Jeff Ogden – No passado, um vírus surgia e levaria meses e meses, até mais de um ano, para ter impacto sobre a rede de um cliente. Hoje, eles levam minutos ou segundos, por causa da forma como a internet é conectada. Alguns anos atrás, chegamos a uma situação em que todos os sistemas velhos construídos não tinham mais a capacidade de responder mais rapidamente do que o vírus que os estava atacando.
Folha – A tecnologia sempre vem atrás das novas ameaças?
Ogden – Em geral, sim. Nós reagimos à medida que novas ameaças vão surgindo. Mas, às vezes, analisando tendências e dados históricos, conseguimos ver algo que está por vir e nos antecipar.

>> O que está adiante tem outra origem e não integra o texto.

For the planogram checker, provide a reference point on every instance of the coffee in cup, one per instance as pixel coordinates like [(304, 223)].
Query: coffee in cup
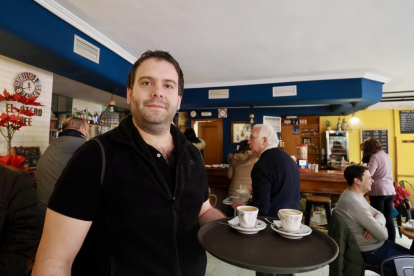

Folha – Além de proteger as empresas de perigos externos, vocês podem monitorar também determinadas atividades dos funcionários? Ver se estão, por exemplo, acessando conteúdo na internet que a empresa proíba?
Ogden – Sim. Depende de qual é a política da empresa, se a empresa quer verificar o que fazem seus empregados ou não. Se a empresa quiser, por exemplo, saber se tem alguém saindo do ‘firewall’ (mecanismo instalado numa rede para protegê-la) e fazendo algo na internet, podemos informá-la desse tipo de coisa.
Folha – Vocês podem, a pedido da empresa, monitorar e-mails?
Ogden – Não temos permissão, por conta de leis de privacidade de informações vigentes na Europa e outras partes do mundo, para olhar o conteúdo de e-mails. O que podemos fazer é dar essa informação de volta para o cliente, e ele a usa da forma como quiser. Outra coisa que podemos fazer é impedir que você envie e-mails com determinadas frases ou palavras.
Recentemente, tivemos um caso do principal executivo de uma empresa que tinha feito um rascunho de uma apresentação e, como ele não sabia os números do retorno financeiro que tinha de colocar na mesma, escreveu vários x no lugar. Essa apresentação não saiu pelo sistema de e-mail porque tinha xxx, que é um site pornográfico restrito. Por causa dos termos que ele usou na apresentação, aquela informação foi bloqueada e não pôde sair.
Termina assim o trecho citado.